Il fatto di aver perso con un futuro numero uno ha ridimensionato quella sconfitta?
“Certo. Più Joshua vince, più il mio argento diventa prezioso. Sono contento di aver sfidato un grande campione che oggi dà lustro al pugilato. Quando ho inziato tutti volevano diventare come Mike Tyson, oggi Joshua è un punto di riferimento per i giovani ed è una cosa che fa bene a questo sport”. 

Il suo match con Klitschko del 2017, poi, è stato uno dei più belli e drammatici dell'ultimo decennio…
“Gli incontri sono storie che si raccontano sul ring. E' lì che si manifesta la voglia di vincere di una persona. E quel particolare match è stata una storia che da tanto tempo non si vedeva. Davvero bello: da film”. 

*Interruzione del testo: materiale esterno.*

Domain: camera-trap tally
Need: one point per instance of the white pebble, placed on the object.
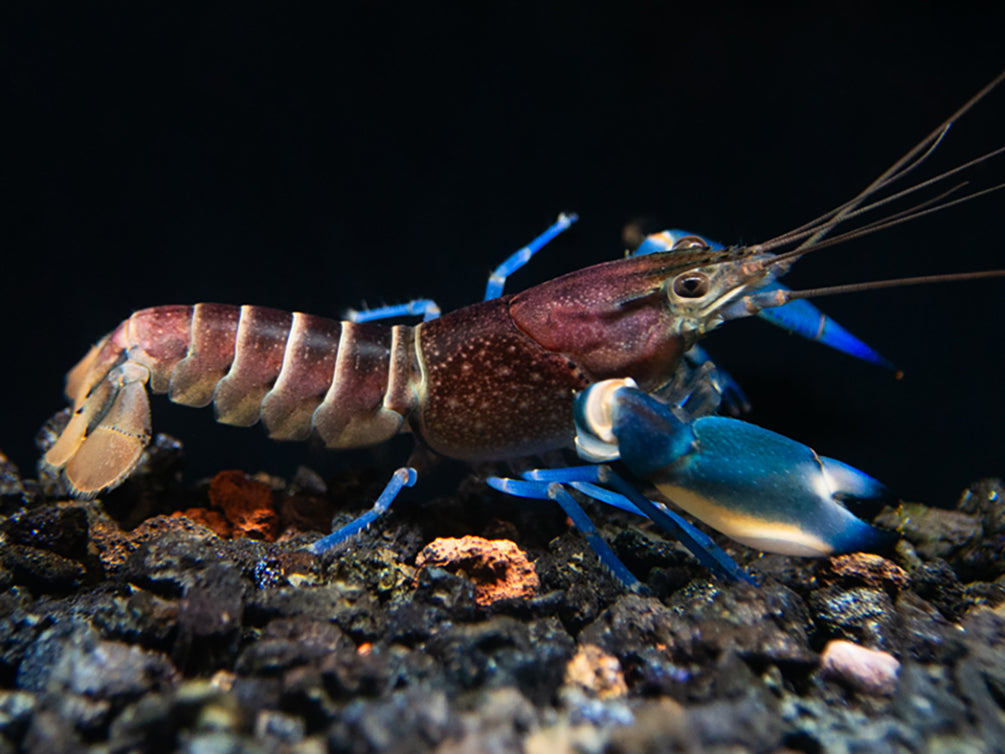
(868, 671)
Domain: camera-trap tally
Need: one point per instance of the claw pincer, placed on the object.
(753, 485)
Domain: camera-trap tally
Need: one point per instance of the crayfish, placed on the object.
(604, 359)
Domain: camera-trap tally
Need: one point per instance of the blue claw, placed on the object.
(755, 486)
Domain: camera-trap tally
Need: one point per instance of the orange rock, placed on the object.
(596, 673)
(864, 568)
(498, 569)
(247, 505)
(215, 521)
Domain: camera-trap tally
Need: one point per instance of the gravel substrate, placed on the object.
(476, 623)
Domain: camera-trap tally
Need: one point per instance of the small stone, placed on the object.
(498, 569)
(596, 673)
(867, 671)
(864, 569)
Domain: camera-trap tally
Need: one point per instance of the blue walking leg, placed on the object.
(586, 479)
(519, 258)
(545, 491)
(404, 477)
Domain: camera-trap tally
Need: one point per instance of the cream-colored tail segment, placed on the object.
(110, 426)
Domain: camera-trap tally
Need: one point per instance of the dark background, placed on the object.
(315, 160)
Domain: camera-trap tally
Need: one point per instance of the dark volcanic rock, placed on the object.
(167, 637)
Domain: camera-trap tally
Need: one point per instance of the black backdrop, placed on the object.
(313, 160)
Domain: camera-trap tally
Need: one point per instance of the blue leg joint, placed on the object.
(404, 477)
(587, 480)
(496, 280)
(426, 308)
(554, 491)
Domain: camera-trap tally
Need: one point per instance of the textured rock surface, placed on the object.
(126, 633)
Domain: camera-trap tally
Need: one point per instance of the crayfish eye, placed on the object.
(690, 285)
(689, 241)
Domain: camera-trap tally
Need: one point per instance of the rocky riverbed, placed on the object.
(165, 617)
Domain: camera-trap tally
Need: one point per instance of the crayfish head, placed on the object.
(704, 296)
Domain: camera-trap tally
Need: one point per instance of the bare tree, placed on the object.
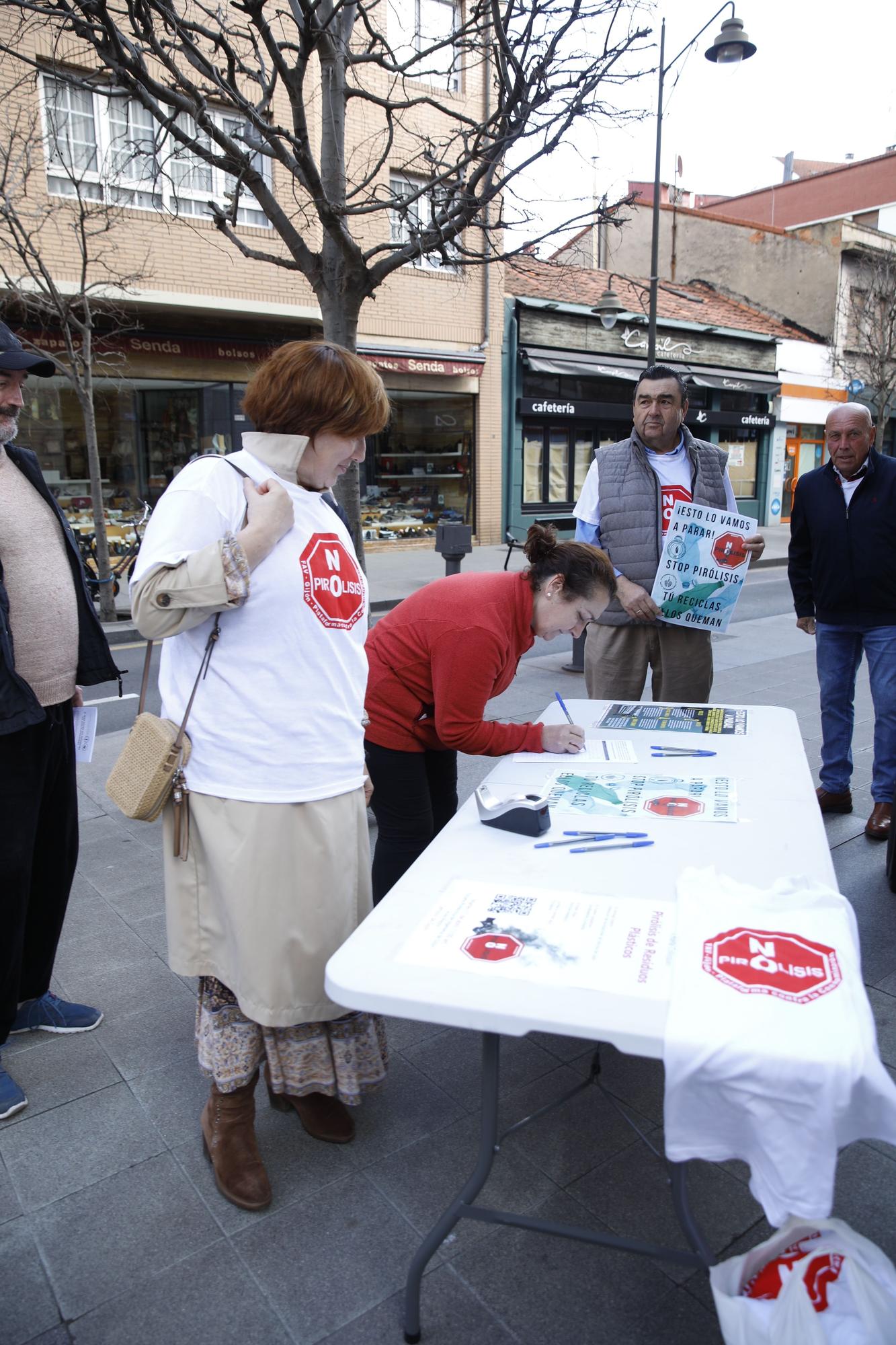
(372, 134)
(866, 349)
(83, 311)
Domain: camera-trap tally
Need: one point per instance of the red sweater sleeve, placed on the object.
(466, 666)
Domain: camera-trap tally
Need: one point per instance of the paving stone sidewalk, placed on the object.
(111, 1227)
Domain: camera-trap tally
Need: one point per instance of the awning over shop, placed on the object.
(728, 383)
(545, 361)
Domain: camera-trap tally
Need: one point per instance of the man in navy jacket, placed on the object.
(50, 645)
(842, 576)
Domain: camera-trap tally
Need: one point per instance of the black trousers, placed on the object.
(415, 796)
(38, 855)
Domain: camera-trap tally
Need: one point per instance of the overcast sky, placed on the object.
(819, 84)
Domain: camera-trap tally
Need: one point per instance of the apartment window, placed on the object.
(419, 25)
(108, 147)
(413, 213)
(73, 143)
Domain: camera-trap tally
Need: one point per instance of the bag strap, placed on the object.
(204, 666)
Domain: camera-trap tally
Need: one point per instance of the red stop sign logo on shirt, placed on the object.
(331, 582)
(491, 948)
(764, 962)
(670, 497)
(729, 551)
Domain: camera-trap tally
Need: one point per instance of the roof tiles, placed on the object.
(697, 302)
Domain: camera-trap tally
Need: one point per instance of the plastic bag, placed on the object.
(822, 1300)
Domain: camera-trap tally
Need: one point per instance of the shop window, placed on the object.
(53, 428)
(419, 470)
(72, 139)
(416, 205)
(556, 463)
(417, 26)
(533, 459)
(583, 455)
(107, 146)
(743, 403)
(596, 389)
(559, 467)
(741, 465)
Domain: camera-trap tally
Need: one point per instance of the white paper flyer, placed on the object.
(619, 946)
(585, 794)
(702, 567)
(85, 731)
(595, 750)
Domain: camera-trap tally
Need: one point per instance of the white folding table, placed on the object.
(779, 832)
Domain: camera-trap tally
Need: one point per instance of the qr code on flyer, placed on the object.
(503, 906)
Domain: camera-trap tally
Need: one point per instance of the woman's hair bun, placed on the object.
(541, 543)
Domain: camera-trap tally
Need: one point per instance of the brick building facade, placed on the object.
(204, 317)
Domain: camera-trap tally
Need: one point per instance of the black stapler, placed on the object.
(526, 814)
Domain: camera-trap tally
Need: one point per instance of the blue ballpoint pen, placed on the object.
(560, 701)
(623, 845)
(592, 836)
(680, 753)
(630, 836)
(569, 719)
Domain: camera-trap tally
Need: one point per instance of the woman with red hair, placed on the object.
(278, 871)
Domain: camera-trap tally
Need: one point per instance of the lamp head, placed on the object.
(732, 45)
(608, 309)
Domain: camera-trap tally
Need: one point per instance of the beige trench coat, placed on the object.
(270, 891)
(267, 895)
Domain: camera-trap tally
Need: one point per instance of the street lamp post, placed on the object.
(731, 46)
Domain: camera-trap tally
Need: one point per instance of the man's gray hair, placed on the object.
(850, 407)
(654, 373)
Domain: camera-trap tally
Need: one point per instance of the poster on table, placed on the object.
(673, 719)
(549, 938)
(588, 796)
(701, 568)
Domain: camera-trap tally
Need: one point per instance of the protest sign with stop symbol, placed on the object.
(729, 551)
(763, 962)
(491, 948)
(333, 586)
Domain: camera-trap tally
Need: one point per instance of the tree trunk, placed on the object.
(341, 325)
(104, 572)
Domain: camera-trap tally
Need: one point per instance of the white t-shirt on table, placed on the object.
(751, 1074)
(279, 716)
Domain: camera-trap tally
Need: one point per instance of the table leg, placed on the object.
(478, 1179)
(690, 1229)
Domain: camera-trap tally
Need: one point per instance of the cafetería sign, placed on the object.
(697, 418)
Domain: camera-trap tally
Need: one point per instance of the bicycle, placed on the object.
(124, 560)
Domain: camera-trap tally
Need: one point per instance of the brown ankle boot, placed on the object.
(322, 1117)
(229, 1140)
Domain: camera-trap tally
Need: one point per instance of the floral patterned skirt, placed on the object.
(346, 1058)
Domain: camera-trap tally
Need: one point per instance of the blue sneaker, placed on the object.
(11, 1097)
(49, 1013)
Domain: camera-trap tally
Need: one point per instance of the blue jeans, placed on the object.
(838, 652)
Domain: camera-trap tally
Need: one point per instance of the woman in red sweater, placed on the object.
(438, 658)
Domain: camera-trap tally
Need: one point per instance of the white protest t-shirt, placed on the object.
(673, 471)
(770, 1046)
(279, 716)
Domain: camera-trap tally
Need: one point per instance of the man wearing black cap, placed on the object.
(50, 641)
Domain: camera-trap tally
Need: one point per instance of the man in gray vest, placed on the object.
(624, 508)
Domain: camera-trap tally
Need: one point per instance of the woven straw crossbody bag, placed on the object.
(150, 766)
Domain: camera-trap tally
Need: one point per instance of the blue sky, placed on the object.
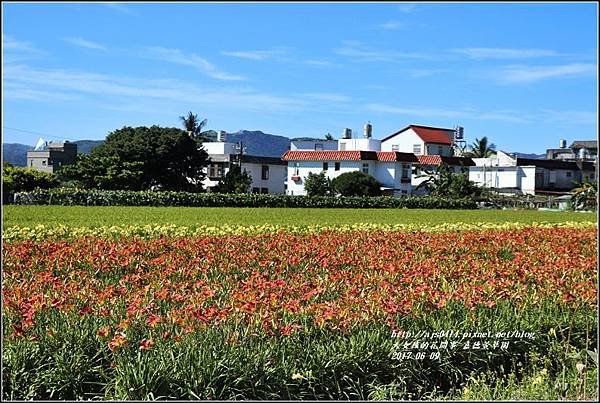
(524, 75)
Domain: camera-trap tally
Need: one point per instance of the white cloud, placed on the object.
(524, 74)
(256, 54)
(84, 43)
(318, 63)
(504, 53)
(407, 8)
(359, 51)
(392, 25)
(122, 8)
(504, 116)
(327, 97)
(569, 117)
(26, 81)
(178, 57)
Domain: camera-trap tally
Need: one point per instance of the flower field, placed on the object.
(272, 312)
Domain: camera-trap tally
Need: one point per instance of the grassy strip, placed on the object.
(63, 232)
(93, 216)
(65, 359)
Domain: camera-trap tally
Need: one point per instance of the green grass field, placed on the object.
(81, 216)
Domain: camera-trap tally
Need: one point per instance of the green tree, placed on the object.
(234, 181)
(193, 125)
(356, 183)
(585, 197)
(480, 149)
(318, 185)
(170, 159)
(16, 179)
(445, 182)
(108, 173)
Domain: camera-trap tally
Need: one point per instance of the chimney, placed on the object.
(368, 130)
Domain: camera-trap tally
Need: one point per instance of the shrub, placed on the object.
(72, 197)
(356, 184)
(15, 179)
(235, 181)
(318, 185)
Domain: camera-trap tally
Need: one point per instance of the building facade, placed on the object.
(268, 173)
(52, 156)
(391, 161)
(512, 175)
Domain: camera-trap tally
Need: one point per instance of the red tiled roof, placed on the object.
(326, 155)
(348, 156)
(428, 134)
(391, 156)
(437, 160)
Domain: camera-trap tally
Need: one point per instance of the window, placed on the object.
(404, 171)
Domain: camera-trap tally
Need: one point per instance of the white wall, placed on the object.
(275, 184)
(331, 145)
(359, 144)
(404, 141)
(219, 148)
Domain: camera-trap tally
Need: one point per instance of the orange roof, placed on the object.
(437, 160)
(348, 156)
(428, 134)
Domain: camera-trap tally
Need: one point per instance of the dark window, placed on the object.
(404, 171)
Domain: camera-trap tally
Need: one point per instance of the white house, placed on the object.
(268, 173)
(391, 169)
(421, 140)
(508, 174)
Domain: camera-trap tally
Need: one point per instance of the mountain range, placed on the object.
(255, 142)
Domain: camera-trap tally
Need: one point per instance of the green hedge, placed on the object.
(77, 197)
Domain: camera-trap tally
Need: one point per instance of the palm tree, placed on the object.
(480, 148)
(193, 125)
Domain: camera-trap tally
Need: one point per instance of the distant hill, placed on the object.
(260, 144)
(256, 143)
(530, 156)
(16, 154)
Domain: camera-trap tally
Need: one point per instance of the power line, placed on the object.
(38, 133)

In “Rocky 4” Apollo Creed, che ha da anni appeso i guantoni al chiodo, dice che l'istinto del combattente non si accende e si spegne come una radio. Per lei il ritiro è stato duro?
“Non è stato facile ma non siamo eterni ed è importante capire quando è arrivato il momento di ritirarsi. Io volevo farlo lasciando una bel ricordo di me. Alcuni pugili non hanno sentito 'l'ultima campana' e hanno voluto proseguire, danneggiando la propria immagine. Penso a Mohammed Alì, un combattente straordinario, che non ha lasciato quando doveva e, andando avanti, qualche botta in più l'ha presa”. 

L'Italia che riempiva San Siro per assistere al “derby” tra Mazzinghi e Benvenuti, diciamolo, non esiste più.. E' venuta meno la passione per la boxe o è la qualità degli interpreti a essere calata?
“Entrambe le cose. I tecnici sono sicuramente meno preparati e questo si riflette sui loro allievi. I giovani d'oggi, poi, vogliono debuttare prima, avere tutto subito e quando vincono si sentono arrivati. In nazionale cerchiamo di fargli capire che sono solo all'inizio ma non è facile. Se vuoi fare il salto di qualità devi avere l'umiltà e l'intelligenza di sapere che devi continuare a lavorare giorno per giorno. Se ti accontenti, sentendoti già il migliore in circolazione, finisci col fermarti”.

I giovani, insomma, stanno diventando difficili da gestire…
“Sono meno disponibili alla fatica. Sarà forse la cultura dei talent show che li porta a pensare di poter avere subito notorietà, senza fare la gavetta. Vincono 2/3 match e già credono di poter partecipare a un'Olimpiade. Non è così: quello verso i Giochi è un percorso di almeno 4/6 anni. E' raro trovare qualcuno già pronto”. 

Il boom, soprattutto mediatico, del Mixed martial arts (Mma) vi sta portando via talenti?
“Sì. Quella dell'Mma è la moda del momento, così come lo era la kick boxing a metà anni 90. Questa pratica sportiva comprende alcune cose del pugilato, per cui molte persone iniziano con noi e poi migrano. Io, però, preferisco essere di nicchia e alzare il livello della qualità”. 

Lei, sia come atleta che come esponente delle forze dell'ordine, è sempre stato impegnato nella lotta al bullismo e al cyberbullismo. Cosa può fare la boxe in questo campo?
“Può svolgere un ruolo molto importante. Mi piacerebbe farlo capire a docenti e genitori e far inserire la prepugilistica nell'ora di educazione fisica a scuola. Chiariamoci: non vogliamo insegnare a difendersi facendo a botte ma il rispetto delle regole, di se stesso e degli altri, che sono tipici di questa disciplina. C'è poi una componente psicologica: la consapevolezza della propria forza porta a prediligere le parole per rispondere a un'offesa. Il bullo, non dimentichiamolo, è solo un insicuro che attacca un altro insicuro per sentirsi accettato a livello sociale. Per cui, più persone sicure creiamo e meno atti di bullismo avremo”.